More complex queries:

{
  "query": {
    "bool": {
      "must": [
        {"nested": {
          "path": "user",
          "query": {
            "term": {
              "user.first": {
                "value": "Li"
              }
            }
          }
        }},
        {
          "nested": {
            "path": "user",
            "query": {
              "term": {
                "user.last": {
                  "value": "Wang"
                }
              }
            }
          }
        }
      ]
    }
  }
}

1.6 Supplement: Array Query and Testing

Add an index:

PUT my_index2
{
  "mappings": {
    "my_type2":{
      "properties": {
        "message":{
          "type": "text"
        },
        "keywords":{
          "type": "keyword"
        }
      }
    }
  }
}

Add data:

PUT /my_index2/my_type/1
{
  "message":"keywords test1",
  "keywords":["Beauty","Comic","Film"]
}

PUT /my_index2/my_type/2
{
  "message":"keywords test2",
  "keywords":["Film","Beauty makeup","Advertisement"]
}

Search:

{
  "query": {
    "term": {
      "keywords": "advertising"
    }
  }
}

Note1: Note that when setting the field type, keywords Set to keyword,So use term Queries can match exactly, but set to text,Not necessarily - if you add a word segmentation, you can search; if not, you use the default word segmentation, just divide it into one word, it will not be searched. This is especially noticeable.

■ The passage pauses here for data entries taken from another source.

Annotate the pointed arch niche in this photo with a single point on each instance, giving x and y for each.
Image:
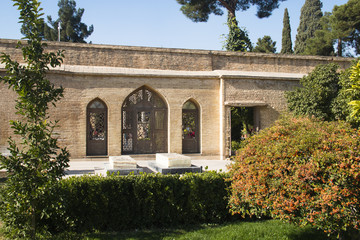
(190, 127)
(144, 123)
(96, 126)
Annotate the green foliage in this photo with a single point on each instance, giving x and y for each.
(355, 88)
(36, 162)
(341, 26)
(72, 29)
(237, 40)
(286, 43)
(117, 203)
(265, 45)
(301, 170)
(340, 106)
(309, 22)
(322, 42)
(345, 25)
(317, 94)
(199, 10)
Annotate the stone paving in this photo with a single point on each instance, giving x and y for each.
(85, 166)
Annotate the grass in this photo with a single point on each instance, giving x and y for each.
(264, 230)
(241, 230)
(259, 230)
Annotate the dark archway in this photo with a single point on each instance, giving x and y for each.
(190, 128)
(144, 123)
(96, 136)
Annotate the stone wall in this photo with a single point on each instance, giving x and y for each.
(215, 80)
(178, 59)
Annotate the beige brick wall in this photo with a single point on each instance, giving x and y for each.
(111, 73)
(113, 90)
(178, 59)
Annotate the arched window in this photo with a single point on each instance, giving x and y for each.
(190, 128)
(144, 123)
(96, 137)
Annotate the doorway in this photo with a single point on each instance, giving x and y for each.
(96, 137)
(144, 123)
(190, 128)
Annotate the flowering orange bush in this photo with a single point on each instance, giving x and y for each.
(301, 170)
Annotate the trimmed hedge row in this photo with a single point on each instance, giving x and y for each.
(149, 200)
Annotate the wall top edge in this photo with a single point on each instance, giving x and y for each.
(180, 50)
(155, 73)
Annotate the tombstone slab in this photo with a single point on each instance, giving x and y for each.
(172, 160)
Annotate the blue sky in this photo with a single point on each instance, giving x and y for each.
(160, 23)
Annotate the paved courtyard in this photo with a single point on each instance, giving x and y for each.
(88, 166)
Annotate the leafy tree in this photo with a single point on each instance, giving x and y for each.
(317, 94)
(309, 22)
(340, 106)
(301, 170)
(265, 45)
(286, 43)
(72, 29)
(238, 39)
(199, 10)
(345, 25)
(36, 162)
(322, 44)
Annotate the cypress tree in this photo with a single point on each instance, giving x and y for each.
(72, 29)
(309, 22)
(286, 46)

Note2: For array fields, it is also possible to do barrel aggregation. When doing barrel aggregation, each value will be grouped as a value, not as a whole array. You can use the above test, but it should be noted that the field type can not be as follows text,Otherwise, the aggregation will fail.

Note3: Therefore, according to the above suggestion, pure arrays are generally suitable for storing label class data, as in the case above, and the field type is set to keyword,Instead of text,It's good to match exactly when searching.

2 polymerization

2.1 Index Polymerization

The aggregation function equivalent to MySQL.

max

{
  "size": 0,
  "aggs": {
    "max_id": {
      "max": {
        "field": "id"
      }
    }
  }
}

size If not set to 0, all other data will be returned in addition to the aggregated results.

min

{
  "size": 0,
  "aggs": {
    "min_id": {
      "min": {
        "field": "id"
      }
    }
  }
}

avg

{
  "size": 0,
  "aggs": {
    "avg_id": {
      "avg": {
        "field": "id"
      }
    }
  }
}

sum

{
  "size": 0,
  "aggs": {
    "sum_id": {
      "sum": {
        "field": "id"
      }
    }
  }
}

stats

{
  "size": 0,
  "aggs": {
    "stats_id": {
      "stats": {
        "field": "id"
      }
    }
  }
}

2.2 Barrel Polymerization

Equivalent to the group by operation of MySQL, so don't try to bucket aggregation of text fields in es, otherwise it will fail.

Terms

It is equivalent to grouping queries, aggregating according to fields.

{
  "size": 0,
  "aggs": {
    "per_count": {
      "terms": {
        "size":100,
        "field": "vtype",
        "min_doc_count":1
      }
    }
  }
}

In the process of barrel polymerization, index aggregation can also be carried out, which is equivalent to mysql doing group by, then doing various max, min, avg, sum, stats and so on:

{
  "size": 0,
  "aggs": {
    "per_count": {
      "terms": {
        "field": "vtype"
      },
      "aggs": {
        "stats_follower": {
          "stats": {
            "field": "realFollowerCount"
          }
        }
      }
    }
  }
}

Filter

MySQL filters the results according to where conditions, and then does various max, min, avg, sum, stats operations.

{
  "size": 0,
  "aggs": {
    "gender_1_follower": {
      "filter": {
        "term": {
          "gender": 1
        }
      },
      "aggs": {
        "stats_follower": {
          "stats": {
            "field": "realFollowerCount"
          }
        }
      }
    }
  }
}

The aggregation operation above is equivalent to querying each indicator of gender 1.

Filters

On the basis of Filter, we can query the individualized indices of multiple fields, that is, aggregate indices for each query result.

{
  "size": 0,
  "aggs": {
    "gender_1_2_follower": {
      "filters": {
        "filters": [
          {
            "term": {
              "gender": 1
            }
          },
          {
            "term": {
              "gender": 2
            }
          }
        ]
      },
      "aggs": {
        "stats_follower": {
          "stats": {
            "field": "realFollowerCount"
          }
        }
      }
    }
  }
}

Range

{
  "size": 0,
  "aggs": {
    "follower_ranges": {
      "range": {
        "field": "realFollowerCount",
        "ranges": [
          {
            "to": 500
          },
          {
            "from": 500,
            "to": 1000
          },
          {
            "from": 1000,
            "to": 1500
          },
          {
            "from": "1500",
            "to": 2000
          },
          {
            "from": 2000
          }
        ]
      }
    }
  }
}

to: Less than from: Greater than or equal to

Date Range

Similar to the previous one, only the field is of date type, and then the range value is also of date.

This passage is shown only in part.